De acordo com livro III d’ O Mundo, as Ideias são as verdadeiras responsáveis por nos revelar o QUÊ o mundo é, mas elas, por sua vez, residem completamente fora da esfera de conhecimento do indivíduo, por isso, o seu acesso torna-se possível tão-somente mediante o puro sujeito cognoscente, para quem a essência íntima do mundo é revelada – se acaso o puro sujeito do conhecimento for um artista, ele comunica a Ideia apreendida na forma de arte. Sendo assim, de acordo com o sistema schopenhaueriano, para que as religiões possam mostrar a verdade metafísica ou o QUÊ, é necessário que as mesmas sejam também uma expressão artística. Noutras palavras, a condição para que os sistemas religiosos cumpram com seu propósito metafísico é que eles sejam um tipo de arte, mais precisamente, uma arte discursiva, que trabalha com palavras e é classificada por Schopenhauer como poesia. Quando estudamos a poesia, vimos o quão imprescindível são as alegorias para conduzir o leitor às Ideias e assim lhe mostrar o QUÊ; e esse mesmo raciocínio é válido para as doutrinas religiosas: as alegorias são usadas com o mesmo propósito.

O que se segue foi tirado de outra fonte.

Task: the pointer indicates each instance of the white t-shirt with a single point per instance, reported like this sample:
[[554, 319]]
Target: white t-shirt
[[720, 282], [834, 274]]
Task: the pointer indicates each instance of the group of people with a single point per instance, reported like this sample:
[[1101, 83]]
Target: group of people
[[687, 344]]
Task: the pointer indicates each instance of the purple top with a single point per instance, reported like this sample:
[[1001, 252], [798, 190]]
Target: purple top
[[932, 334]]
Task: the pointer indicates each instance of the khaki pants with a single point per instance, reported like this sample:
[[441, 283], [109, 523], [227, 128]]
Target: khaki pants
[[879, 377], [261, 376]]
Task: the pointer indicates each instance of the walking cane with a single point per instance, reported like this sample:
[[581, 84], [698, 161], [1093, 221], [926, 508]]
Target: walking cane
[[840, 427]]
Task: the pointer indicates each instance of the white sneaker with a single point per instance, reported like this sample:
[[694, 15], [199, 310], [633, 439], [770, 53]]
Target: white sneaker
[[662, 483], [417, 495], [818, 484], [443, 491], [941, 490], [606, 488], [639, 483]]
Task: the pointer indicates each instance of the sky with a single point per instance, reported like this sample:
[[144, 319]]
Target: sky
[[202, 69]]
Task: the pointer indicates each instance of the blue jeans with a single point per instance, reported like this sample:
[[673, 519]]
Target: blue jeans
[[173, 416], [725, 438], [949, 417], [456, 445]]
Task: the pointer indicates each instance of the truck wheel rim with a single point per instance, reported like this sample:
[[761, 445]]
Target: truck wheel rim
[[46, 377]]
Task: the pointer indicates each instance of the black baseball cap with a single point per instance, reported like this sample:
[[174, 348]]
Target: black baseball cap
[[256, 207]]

Do nosso raciocínio segue-se, portanto, que o método utilizado pelas doutrinas religiosas para comunicar a verdade metafísica à população é idêntico ao método do poeta – Schopenhauer usa, aliás, a expressão “mística do sufismo”, bem como se refere

a essa classe de místicos como “os poetas do sufismo” (W II, cap.48, p.730), que não seriam, de fato, poetas sem que o autor assim os considerasse. Os “poemas do sufismo” pertencem até mesmo ao seleto grupo de suplementos positivos, indicados por Schopenhauer àqueles que querem ir além da filosofia; e tais poemas estão ao lado dos

Upanishads, dos escritos de Jakob Böhme e Guion, dentre outros. Essa qualidade de poeta, por sua vez, não é algo que a filosofia schopenhaueriana nos permite atribuir exclusivamente aos sufistas, ela se estende aos místicos em geral. E a exemplo dos místicos e poetas, Schopenhauer igualmente aplica o mesmo método alegórico no momento em que se encontra diante do místico. Essa atitude do autor não parece ser uma novidade na filosofia, pois o próprio Schopenhauer sugere que outro filósofo já a teria tomado: basta relembrarmos do tratamento dado por Schopenhauer aos poetas na § 50 d’ O Mundo, quando o autor inclui Platão dentre eles, e aponta para o fato de que o filósofo grego teria recorrido a uma alegoria diante de “um dogma filosófico altamente abstrato” (W I, §50, p. 277-278). Mais precisamente, Platão teria comunicado o que é o místico (no vocabulário platônico: o que é o mundo inteligível) via alegoria da caverna. De qualquer forma, uma vez que Schopenhauer aplica o método dos místicos em sua própria filosofia, torna-se notório o seu reconhecimento pelo papel desempenhado pela segunda metafísica.